|
Art 1
La denominazione di origine controllata “Moscato di
Siracusa” è riserbata al vino bianco che risponde alle condizioni ed
ai requisiti stabiliti dal presente disciplinare di produzione.
Art 2
Il vino a DOC “Moscato di Siracusa” deve essere
ottenuto dalle uve provenienti dai vigneti composti dal vitigno
Moscato bianco al 100% localmente detto Moscato giallo o Moscatello
giallo
Art 3
La zona di produzione delle uve destinate alla
elaborazione del vino a DOC “Moscato di Siracusa” comprende l’intero
territorio amministrativo del comune di
Siracusa
Art 4
Le condizioni ambientali e di coltura dei vigneti
destinati alla produzione del vino a DOC “Moscato di Siracusa”
devono essere quelle tradizionali della zona di produzione e
comunque atte a conferire alle uve ed ai vini derivati le loro
specifiche caratteristiche di qualità.
Sono particolarmente idonei i terreni pliocenici e calcareo –
siliceo – argillosi.
I sesti di impianto, le forme di allevamento ed i sistemi di
potatura devono essere quelli generalmente usati o comunque atti a
non modificare le caratteristiche delle uve e del vino.

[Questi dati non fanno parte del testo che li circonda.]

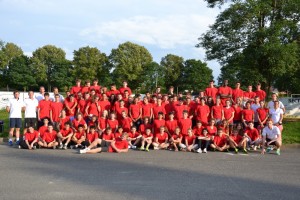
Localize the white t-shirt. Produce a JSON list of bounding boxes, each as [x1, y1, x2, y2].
[[7, 98, 25, 118], [262, 126, 281, 140], [24, 98, 39, 118], [269, 108, 283, 124]]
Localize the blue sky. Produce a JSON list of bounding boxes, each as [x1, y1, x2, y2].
[[0, 0, 220, 79]]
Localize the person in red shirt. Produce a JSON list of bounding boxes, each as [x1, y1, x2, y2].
[[152, 126, 169, 150], [195, 98, 210, 125], [169, 127, 184, 151], [229, 129, 248, 154], [37, 92, 51, 128], [128, 97, 142, 128], [19, 124, 39, 150], [204, 80, 218, 102], [38, 124, 58, 149], [210, 98, 224, 124], [254, 83, 267, 101], [244, 85, 256, 103], [165, 112, 178, 135], [210, 129, 229, 152], [140, 128, 153, 152], [178, 110, 192, 137], [70, 79, 81, 96], [196, 128, 211, 153], [232, 82, 244, 105], [218, 80, 232, 106], [57, 122, 73, 149], [120, 111, 133, 133], [139, 117, 152, 135], [50, 94, 64, 129], [65, 94, 77, 117], [72, 124, 86, 148], [152, 112, 166, 137], [119, 81, 132, 96], [90, 79, 101, 95], [244, 122, 262, 150], [184, 128, 198, 152], [141, 96, 153, 119], [242, 101, 254, 127]]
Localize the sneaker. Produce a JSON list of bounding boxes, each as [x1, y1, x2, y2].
[[79, 149, 87, 154], [243, 149, 248, 154], [234, 148, 239, 154]]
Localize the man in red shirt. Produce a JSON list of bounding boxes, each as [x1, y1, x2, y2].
[[218, 80, 232, 106], [204, 80, 218, 102], [37, 92, 51, 128]]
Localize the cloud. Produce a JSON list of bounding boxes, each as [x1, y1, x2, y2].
[[80, 14, 213, 49]]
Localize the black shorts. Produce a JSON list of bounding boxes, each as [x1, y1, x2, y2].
[[24, 118, 37, 129], [9, 118, 22, 128]]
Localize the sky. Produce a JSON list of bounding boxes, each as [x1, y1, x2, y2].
[[0, 0, 221, 79]]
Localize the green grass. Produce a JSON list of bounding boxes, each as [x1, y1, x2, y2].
[[0, 110, 300, 144]]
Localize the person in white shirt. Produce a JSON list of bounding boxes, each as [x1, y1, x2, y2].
[[269, 101, 283, 132], [261, 119, 282, 155], [6, 91, 24, 146], [24, 91, 39, 130], [35, 86, 45, 101]]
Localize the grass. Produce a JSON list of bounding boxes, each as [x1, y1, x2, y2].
[[0, 110, 300, 144]]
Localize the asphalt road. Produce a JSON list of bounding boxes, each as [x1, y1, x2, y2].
[[0, 145, 300, 200]]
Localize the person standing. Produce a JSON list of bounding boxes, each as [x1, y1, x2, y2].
[[6, 90, 25, 146]]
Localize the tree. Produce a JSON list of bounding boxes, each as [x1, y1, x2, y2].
[[32, 45, 66, 91], [109, 42, 152, 89], [160, 54, 184, 87], [198, 0, 300, 95], [4, 55, 37, 90], [179, 59, 213, 91], [73, 46, 106, 80]]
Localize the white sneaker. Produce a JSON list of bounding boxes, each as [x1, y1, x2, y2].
[[79, 149, 87, 154]]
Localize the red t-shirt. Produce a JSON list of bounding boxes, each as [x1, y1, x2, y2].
[[178, 118, 192, 136], [129, 104, 141, 119], [60, 128, 73, 137], [223, 107, 234, 123], [153, 119, 166, 133], [86, 131, 98, 143], [155, 132, 169, 143], [211, 105, 223, 119], [245, 128, 260, 141], [242, 109, 254, 122], [38, 99, 51, 119], [24, 130, 39, 143], [141, 103, 152, 118], [214, 135, 227, 147], [108, 138, 128, 153], [51, 102, 64, 122], [42, 130, 57, 143], [165, 119, 178, 135]]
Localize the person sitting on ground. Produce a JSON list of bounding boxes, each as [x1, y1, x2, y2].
[[19, 124, 39, 150]]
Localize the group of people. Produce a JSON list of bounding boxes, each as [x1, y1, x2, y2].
[[6, 79, 285, 155]]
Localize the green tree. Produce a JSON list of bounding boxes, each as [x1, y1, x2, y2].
[[179, 59, 213, 91], [73, 46, 106, 80], [4, 55, 37, 90], [160, 54, 184, 88], [32, 45, 66, 91], [109, 42, 152, 89], [198, 0, 300, 95]]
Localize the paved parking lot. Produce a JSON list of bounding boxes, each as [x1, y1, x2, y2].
[[0, 145, 300, 200]]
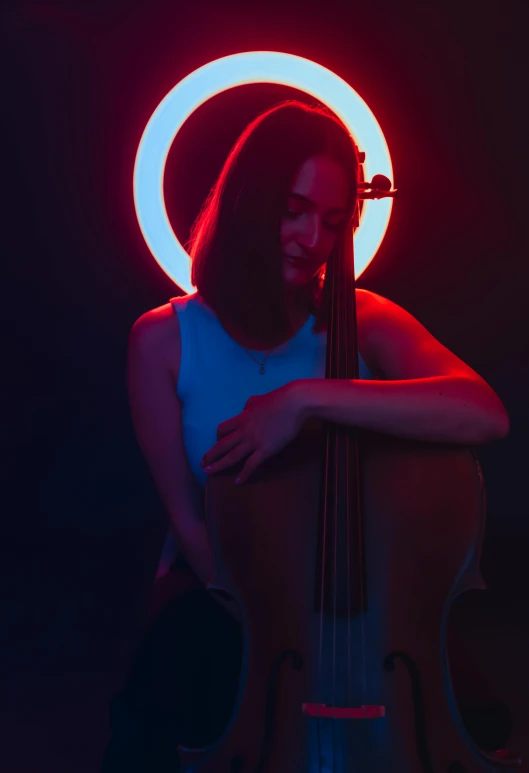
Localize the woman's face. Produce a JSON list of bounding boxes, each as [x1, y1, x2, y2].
[[280, 156, 349, 287]]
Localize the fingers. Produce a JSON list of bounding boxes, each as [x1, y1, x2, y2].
[[235, 451, 263, 486]]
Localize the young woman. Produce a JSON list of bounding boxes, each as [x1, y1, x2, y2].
[[102, 100, 509, 773]]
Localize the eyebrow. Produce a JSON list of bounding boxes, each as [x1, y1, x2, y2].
[[288, 193, 347, 214]]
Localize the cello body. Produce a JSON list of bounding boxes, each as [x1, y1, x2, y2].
[[178, 420, 521, 773]]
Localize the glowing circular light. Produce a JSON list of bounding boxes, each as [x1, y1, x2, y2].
[[133, 51, 394, 293]]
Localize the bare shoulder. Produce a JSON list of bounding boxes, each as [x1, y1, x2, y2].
[[357, 290, 483, 381], [129, 303, 181, 384]]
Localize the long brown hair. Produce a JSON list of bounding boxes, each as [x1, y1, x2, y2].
[[186, 100, 359, 345]]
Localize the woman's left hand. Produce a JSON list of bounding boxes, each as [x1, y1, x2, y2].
[[201, 382, 304, 483]]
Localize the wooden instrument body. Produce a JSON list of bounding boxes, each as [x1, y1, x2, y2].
[[179, 421, 520, 773]]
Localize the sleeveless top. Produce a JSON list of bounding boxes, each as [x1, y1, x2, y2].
[[156, 293, 373, 577]]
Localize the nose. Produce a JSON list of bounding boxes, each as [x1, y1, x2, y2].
[[298, 213, 322, 250]]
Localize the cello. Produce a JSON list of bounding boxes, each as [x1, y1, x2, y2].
[[178, 175, 521, 773]]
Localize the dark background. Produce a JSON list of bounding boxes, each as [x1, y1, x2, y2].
[[0, 0, 529, 773]]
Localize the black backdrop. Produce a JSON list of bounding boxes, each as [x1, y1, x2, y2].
[[0, 0, 529, 770]]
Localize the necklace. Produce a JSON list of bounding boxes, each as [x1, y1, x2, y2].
[[243, 347, 274, 376]]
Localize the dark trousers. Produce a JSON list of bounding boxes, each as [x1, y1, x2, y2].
[[100, 565, 512, 773], [100, 564, 242, 773]]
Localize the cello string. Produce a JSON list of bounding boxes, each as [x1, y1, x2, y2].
[[344, 247, 354, 706], [332, 249, 340, 712], [352, 199, 368, 706], [318, 256, 334, 696]]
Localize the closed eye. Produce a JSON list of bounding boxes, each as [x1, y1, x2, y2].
[[286, 209, 343, 231]]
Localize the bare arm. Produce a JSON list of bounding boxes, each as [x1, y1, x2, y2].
[[127, 304, 212, 585]]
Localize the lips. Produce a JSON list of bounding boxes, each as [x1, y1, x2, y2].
[[285, 255, 308, 266]]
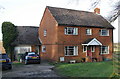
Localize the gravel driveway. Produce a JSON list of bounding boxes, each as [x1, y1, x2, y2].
[[2, 63, 59, 77]]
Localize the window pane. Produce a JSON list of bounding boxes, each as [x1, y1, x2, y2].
[[101, 29, 109, 36]]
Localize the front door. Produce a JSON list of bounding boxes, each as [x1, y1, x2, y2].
[[87, 46, 92, 58]]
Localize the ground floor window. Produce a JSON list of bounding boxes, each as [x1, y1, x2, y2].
[[65, 46, 78, 56], [101, 46, 109, 54]]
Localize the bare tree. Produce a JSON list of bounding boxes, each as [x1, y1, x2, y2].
[[69, 0, 120, 22]]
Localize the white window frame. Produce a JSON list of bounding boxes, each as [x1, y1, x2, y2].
[[101, 46, 109, 54], [83, 46, 87, 52], [91, 46, 95, 52], [64, 46, 78, 56], [42, 46, 46, 52], [100, 29, 109, 36], [86, 29, 92, 35], [64, 27, 78, 35], [44, 30, 47, 36]]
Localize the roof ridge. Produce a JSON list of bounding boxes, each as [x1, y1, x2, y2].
[[46, 6, 94, 13]]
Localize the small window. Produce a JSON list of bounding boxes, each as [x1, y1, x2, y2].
[[86, 29, 92, 35], [83, 46, 87, 52], [91, 46, 95, 52], [101, 46, 109, 54], [44, 30, 47, 36], [42, 46, 46, 52], [100, 29, 109, 36], [65, 46, 78, 56], [65, 27, 78, 35]]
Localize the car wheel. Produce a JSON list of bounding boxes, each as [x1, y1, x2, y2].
[[25, 60, 28, 65]]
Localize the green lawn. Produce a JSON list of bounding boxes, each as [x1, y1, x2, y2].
[[55, 61, 113, 77]]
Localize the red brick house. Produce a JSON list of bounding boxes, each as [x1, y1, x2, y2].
[[38, 6, 114, 62]]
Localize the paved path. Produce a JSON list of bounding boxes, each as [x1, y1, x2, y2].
[[2, 62, 59, 77]]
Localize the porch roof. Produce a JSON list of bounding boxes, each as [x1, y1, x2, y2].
[[82, 38, 102, 46]]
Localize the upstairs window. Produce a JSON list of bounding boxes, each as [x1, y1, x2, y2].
[[65, 46, 78, 56], [86, 29, 92, 35], [44, 30, 47, 36], [65, 27, 78, 35], [101, 46, 109, 54], [100, 29, 109, 36]]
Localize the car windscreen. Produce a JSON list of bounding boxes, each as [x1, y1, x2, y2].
[[0, 54, 8, 59], [28, 54, 38, 56]]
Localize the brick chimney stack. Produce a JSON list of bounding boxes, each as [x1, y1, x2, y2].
[[94, 8, 100, 14]]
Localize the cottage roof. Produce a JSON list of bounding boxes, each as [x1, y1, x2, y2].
[[82, 38, 102, 46], [47, 6, 114, 28], [12, 26, 41, 45]]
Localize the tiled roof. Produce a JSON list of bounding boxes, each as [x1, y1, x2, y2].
[[47, 6, 114, 28], [12, 26, 41, 45]]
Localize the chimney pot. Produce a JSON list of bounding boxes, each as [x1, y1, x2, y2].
[[94, 8, 100, 14]]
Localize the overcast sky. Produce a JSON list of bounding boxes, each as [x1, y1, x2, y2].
[[0, 0, 118, 42]]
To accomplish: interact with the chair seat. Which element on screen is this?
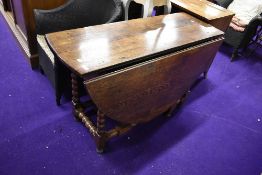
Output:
[36,35,55,65]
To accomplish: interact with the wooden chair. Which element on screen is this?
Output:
[216,0,262,61]
[123,0,172,20]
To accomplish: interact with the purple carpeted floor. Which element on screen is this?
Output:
[0,12,262,175]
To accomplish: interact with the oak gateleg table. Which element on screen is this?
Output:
[46,13,224,152]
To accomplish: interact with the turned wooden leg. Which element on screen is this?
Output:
[96,110,106,153]
[71,73,80,120]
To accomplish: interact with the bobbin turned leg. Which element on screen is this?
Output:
[203,71,208,79]
[71,73,82,120]
[96,110,106,153]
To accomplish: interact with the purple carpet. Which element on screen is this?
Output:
[0,12,262,175]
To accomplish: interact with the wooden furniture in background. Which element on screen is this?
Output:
[46,13,223,152]
[0,0,67,68]
[122,0,172,20]
[170,0,234,32]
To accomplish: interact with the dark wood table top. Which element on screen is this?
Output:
[170,0,234,20]
[46,13,223,77]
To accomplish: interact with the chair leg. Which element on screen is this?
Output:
[230,49,238,62]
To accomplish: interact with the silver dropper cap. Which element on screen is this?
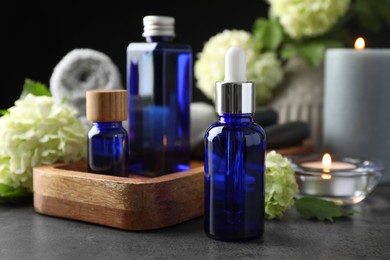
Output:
[215,47,256,114]
[142,15,175,37]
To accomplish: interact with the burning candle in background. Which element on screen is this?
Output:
[322,37,390,182]
[291,153,383,205]
[300,153,356,180]
[354,37,366,51]
[301,153,356,172]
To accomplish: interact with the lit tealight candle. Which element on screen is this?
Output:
[301,153,356,172]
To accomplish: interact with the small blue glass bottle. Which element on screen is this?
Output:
[204,47,266,241]
[86,90,128,177]
[127,16,192,177]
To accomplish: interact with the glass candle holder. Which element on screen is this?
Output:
[289,154,384,205]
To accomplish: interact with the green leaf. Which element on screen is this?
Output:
[295,197,357,222]
[20,79,51,99]
[0,183,31,199]
[252,18,283,51]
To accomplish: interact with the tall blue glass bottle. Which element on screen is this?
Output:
[127,16,192,176]
[204,47,266,241]
[86,90,128,177]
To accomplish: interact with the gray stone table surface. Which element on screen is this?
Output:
[0,184,390,260]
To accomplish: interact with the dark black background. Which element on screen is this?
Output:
[0,0,387,109]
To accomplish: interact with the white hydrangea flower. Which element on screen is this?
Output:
[0,94,87,190]
[194,29,283,104]
[268,0,351,39]
[247,52,284,105]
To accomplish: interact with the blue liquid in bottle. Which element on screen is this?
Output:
[127,17,192,176]
[88,122,128,177]
[204,47,266,241]
[86,90,129,177]
[204,114,266,241]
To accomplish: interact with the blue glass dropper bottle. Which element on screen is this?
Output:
[86,90,128,177]
[127,15,193,177]
[204,47,266,241]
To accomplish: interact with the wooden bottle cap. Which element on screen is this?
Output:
[86,90,128,122]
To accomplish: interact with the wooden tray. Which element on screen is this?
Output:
[33,161,204,230]
[33,142,313,230]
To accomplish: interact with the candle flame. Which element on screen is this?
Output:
[322,153,332,172]
[355,37,366,51]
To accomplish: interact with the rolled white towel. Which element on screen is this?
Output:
[50,49,123,124]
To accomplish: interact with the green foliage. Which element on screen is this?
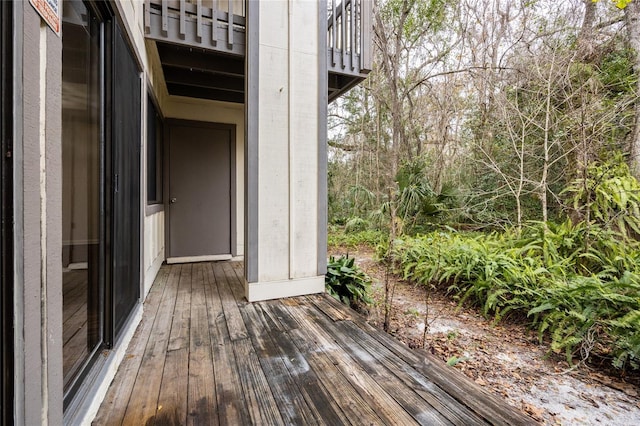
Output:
[393,221,640,369]
[328,226,386,249]
[324,256,371,307]
[563,154,640,237]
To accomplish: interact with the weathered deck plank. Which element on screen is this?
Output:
[94,262,534,425]
[187,263,218,425]
[120,265,181,425]
[204,264,249,424]
[94,268,170,424]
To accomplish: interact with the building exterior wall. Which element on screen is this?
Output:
[13,0,326,425]
[13,2,63,425]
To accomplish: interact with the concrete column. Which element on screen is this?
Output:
[245,1,326,301]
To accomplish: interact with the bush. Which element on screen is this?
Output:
[324,256,371,309]
[392,222,640,369]
[328,228,386,249]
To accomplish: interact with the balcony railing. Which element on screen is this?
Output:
[327,0,373,76]
[144,0,246,56]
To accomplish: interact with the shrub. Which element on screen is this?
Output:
[324,256,371,308]
[392,222,640,369]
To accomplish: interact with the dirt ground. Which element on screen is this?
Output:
[334,249,640,426]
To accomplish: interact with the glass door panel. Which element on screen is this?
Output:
[62,1,102,392]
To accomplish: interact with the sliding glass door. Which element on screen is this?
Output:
[62,0,142,404]
[62,1,104,390]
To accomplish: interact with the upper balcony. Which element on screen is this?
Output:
[144,0,372,103]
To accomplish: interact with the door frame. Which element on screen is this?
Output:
[162,118,238,263]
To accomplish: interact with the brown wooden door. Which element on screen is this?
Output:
[167,121,233,263]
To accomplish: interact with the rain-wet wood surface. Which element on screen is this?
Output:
[94,262,534,425]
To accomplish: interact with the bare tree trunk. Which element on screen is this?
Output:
[577,0,596,62]
[624,0,640,178]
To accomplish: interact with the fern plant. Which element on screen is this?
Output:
[324,256,371,308]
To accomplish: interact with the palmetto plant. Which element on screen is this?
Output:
[324,256,371,307]
[392,222,640,369]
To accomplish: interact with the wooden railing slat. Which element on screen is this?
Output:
[196,0,202,38]
[349,0,358,71]
[227,0,233,46]
[162,0,169,33]
[144,0,151,34]
[331,0,338,67]
[211,0,218,46]
[180,0,187,35]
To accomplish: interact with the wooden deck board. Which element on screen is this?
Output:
[94,262,535,425]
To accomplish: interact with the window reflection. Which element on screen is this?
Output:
[62,1,102,390]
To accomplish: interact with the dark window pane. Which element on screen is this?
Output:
[62,1,102,391]
[147,99,163,204]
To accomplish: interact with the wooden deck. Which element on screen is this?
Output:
[94,262,534,425]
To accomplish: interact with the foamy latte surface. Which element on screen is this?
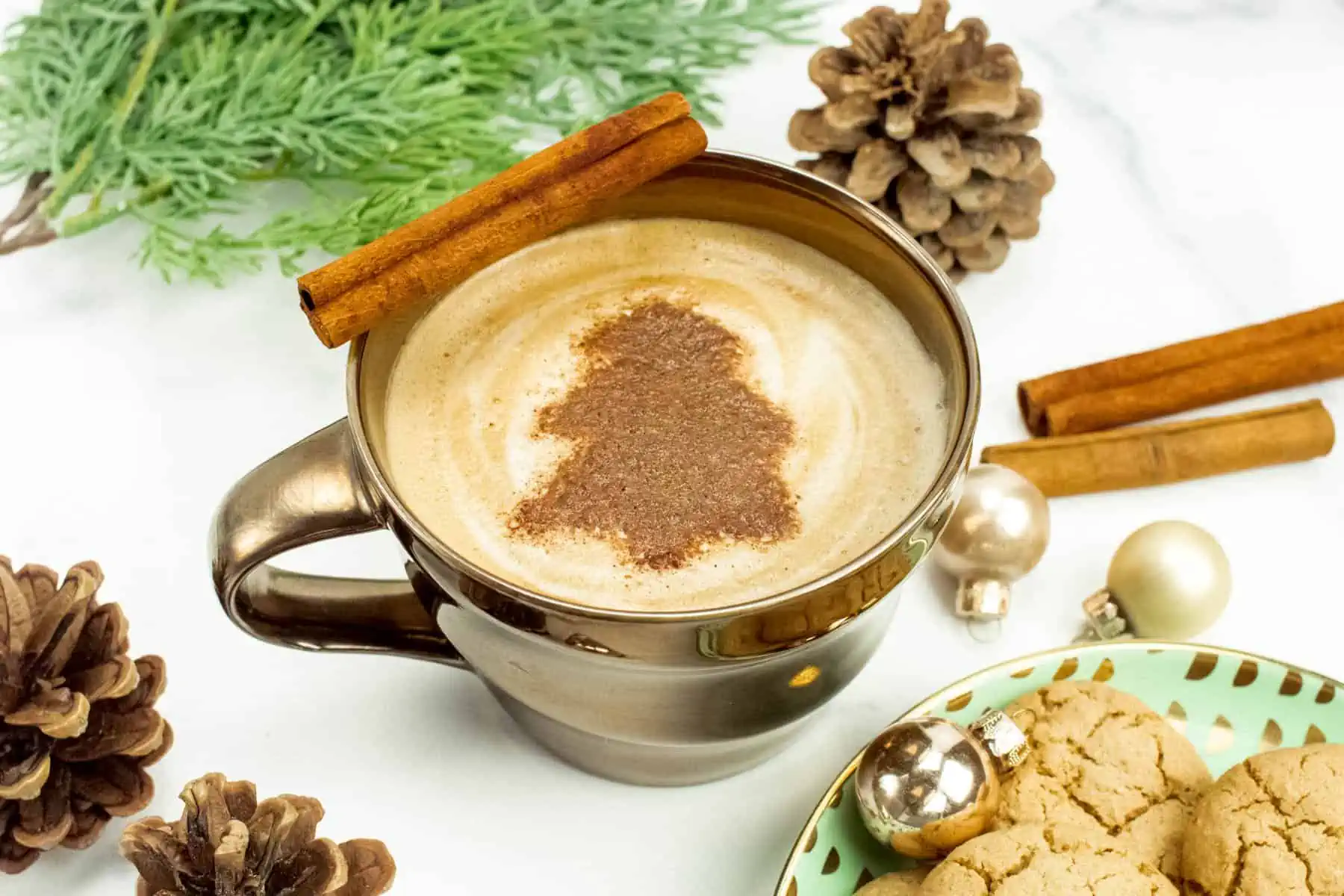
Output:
[386,219,948,612]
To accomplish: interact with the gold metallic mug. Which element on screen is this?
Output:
[211,152,980,785]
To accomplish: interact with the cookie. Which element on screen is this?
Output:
[919,825,1179,896]
[1181,744,1344,896]
[993,681,1213,879]
[853,868,929,896]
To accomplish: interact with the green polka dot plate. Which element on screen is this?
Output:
[776,641,1344,896]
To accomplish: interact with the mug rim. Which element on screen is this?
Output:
[346,149,980,623]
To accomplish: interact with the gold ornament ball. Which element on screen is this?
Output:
[933,464,1050,619]
[855,718,1000,859]
[1106,520,1233,641]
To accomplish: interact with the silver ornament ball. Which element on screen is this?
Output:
[853,718,998,859]
[1083,520,1233,641]
[931,464,1050,619]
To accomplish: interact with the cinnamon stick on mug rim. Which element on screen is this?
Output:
[980,400,1334,497]
[1018,302,1344,435]
[299,93,707,348]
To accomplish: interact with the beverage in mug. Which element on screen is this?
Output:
[386,219,948,612]
[211,152,978,785]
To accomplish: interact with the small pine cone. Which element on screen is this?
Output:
[121,774,396,896]
[0,556,172,874]
[789,0,1055,279]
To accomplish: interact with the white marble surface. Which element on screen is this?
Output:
[0,0,1344,896]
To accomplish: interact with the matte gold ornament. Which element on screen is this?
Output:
[1083,520,1233,641]
[931,464,1050,620]
[853,709,1031,859]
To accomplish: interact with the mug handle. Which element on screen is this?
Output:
[210,418,467,666]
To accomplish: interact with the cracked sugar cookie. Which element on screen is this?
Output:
[995,681,1213,879]
[853,868,929,896]
[919,825,1179,896]
[1183,744,1344,896]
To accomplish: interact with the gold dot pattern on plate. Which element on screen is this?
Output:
[777,646,1339,896]
[1092,657,1116,681]
[1278,669,1302,697]
[1186,653,1218,681]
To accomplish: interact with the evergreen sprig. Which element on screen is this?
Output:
[0,0,810,284]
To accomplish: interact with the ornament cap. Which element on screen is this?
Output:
[968,709,1031,775]
[1083,588,1134,641]
[957,579,1012,619]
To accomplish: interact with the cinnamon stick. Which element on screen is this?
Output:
[980,400,1334,497]
[1018,302,1344,435]
[299,93,707,348]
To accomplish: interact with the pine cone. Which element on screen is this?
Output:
[789,0,1055,279]
[121,774,396,896]
[0,556,172,874]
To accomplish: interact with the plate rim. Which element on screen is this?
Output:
[773,638,1344,896]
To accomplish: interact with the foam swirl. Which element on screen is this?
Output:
[387,219,948,612]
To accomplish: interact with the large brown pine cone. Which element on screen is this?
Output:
[0,556,172,873]
[789,0,1055,278]
[121,774,396,896]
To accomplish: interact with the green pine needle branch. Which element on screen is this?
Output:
[0,0,810,284]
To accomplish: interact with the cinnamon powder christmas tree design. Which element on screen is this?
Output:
[508,298,800,570]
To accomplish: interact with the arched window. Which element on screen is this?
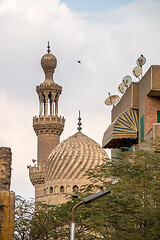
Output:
[54,186,58,193]
[66,185,71,193]
[49,187,53,193]
[73,185,79,192]
[60,186,64,192]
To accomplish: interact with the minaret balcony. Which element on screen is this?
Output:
[33,115,65,135]
[29,165,46,186]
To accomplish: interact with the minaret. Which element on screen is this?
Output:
[33,42,65,165]
[27,42,65,202]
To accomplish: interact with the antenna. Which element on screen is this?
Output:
[122,75,132,87]
[104,93,120,106]
[118,83,127,93]
[133,66,142,80]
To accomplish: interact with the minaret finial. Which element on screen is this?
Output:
[77,111,82,132]
[47,41,51,53]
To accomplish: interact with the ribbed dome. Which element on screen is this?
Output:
[45,132,108,182]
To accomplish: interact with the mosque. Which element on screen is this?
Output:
[28,44,108,204]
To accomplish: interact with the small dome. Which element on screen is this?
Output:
[45,132,108,183]
[41,53,57,72]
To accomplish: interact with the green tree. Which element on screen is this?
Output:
[14,151,160,240]
[14,195,34,240]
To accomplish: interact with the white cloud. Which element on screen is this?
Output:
[0,0,160,199]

E’ vietata ogni pratica di forzatura.
E’ consentita l’irrigazione di soccorso.
La resa massima di uva ammessa per la produzione del vino a DOC
“Moscato di Siracusa”, in vigneto a coltura specializzata, non deve
essere superiore a:
7,50 tonnellate/ettaro
A detto limite, anche in annate eccezionalmente favorevoli, la resa
dovrà essere riportata attraverso un’accurata cernita delle uve,
purché la produzione globale non superi del 20% il limite medesimo.
Fermo restando il limite di cui sopra indicato la resa di produzione
massima per ettaro in coltura promiscua deve essere calcolata,
rispetto a quella specializzata, in rapporto alla effettiva
superficie coperta dalla vite.
La resa massima dell’uva in vino non deve essere superiore al 70%.
Art 5
Le operazioni di vinificazione devono essere
effettuate nell’intero territorio amministrativo del comune di
Siracusa.
Le uve destinate alla vinificazione della DOC “Moscato di Siracusa”
devono assicurare un titolo alcolometrico volumico naturale minimo
di: 15,00% vol.
ottenibile anche a mezzo di un leggero appassimento delle uve sulla
pianta o su stuoie.
Nella vinificazione sono ammesse soltanto le pratiche enologiche
leali e costanti, tradizionali della zona, atte a conferire al vino
le sue peculiari caratteristiche.
Art 6
Il vino a DOC “Moscato di Siracusa”, all’atto
dell’immissione al consumo deve rispondere alle seguenti
caratteristiche:
colore: giallo oro vecchio, con eventuali riflessi ambracei;
profumo: delicato, aromatico, caratteristico;
sapore: dolce, caldo, vellutato, gradevole;
titolo alcolometrico volumico totale minimo: 16,50% vol.;
titolo alcolometrico volumico effettivo minimo: 14,00% vol.;
titolo alcolometrico volumico da svolgere minimo: 2,50% vol.;
acidità totale minima: 5,00 g/l;
estratto secco netto minimo: 16,00 g/l.
E’ in facoltà del Ministero delle politiche agricole e forestali –
Comitato nazionale per la tutela e la valorizzazione delle
denominazioni di origine e delle indicazioni geografiche tipiche dei
vini modificare, con proprio decreto, i limiti sopra indicati per
l’acidità totale e l’estratto secco netto.
Art 7 Alla DOC “Moscato di
Siracusa” è vietata l’aggiunta di qualsiasi qualificazione diversa
da quelle previste nel presente disciplinare di produzione, ivi
compresi gli aggettivi: extra, fine, scelto, superiore, riserva,
selezionato e similari.
E’ tuttavia consentito l’uso di indicazioni che facciano riferimento
a nomi, ragioni sociali e marchi privati non aventi significato
laudativo e non idonei a trarre in inganno l’acquirente.
E’ consentito altresì l’uso di indicazioni geografiche e
toponomastiche che facciano riferimento a comuni, frazioni, aree,
fattorie, zone e località comprese nella zona di produzione delle
uve di cui all’articolo 3 e dalle quali effettivamente provengono le
uve da cui il vino, così qualificato, è stato ottenuto.
Art 8
Chiunque produce, vende, pone in vendita o comunque
distribuisce per il consumo con la DOC “Moscato di Siracusa” vini
che non rispondono alle condizioni ed ai requisiti stabiliti dal
presente disciplinare di produzione è punito a norma dell’articolo
28 del D.P.R. n. 930 del 12/Luglio/1963.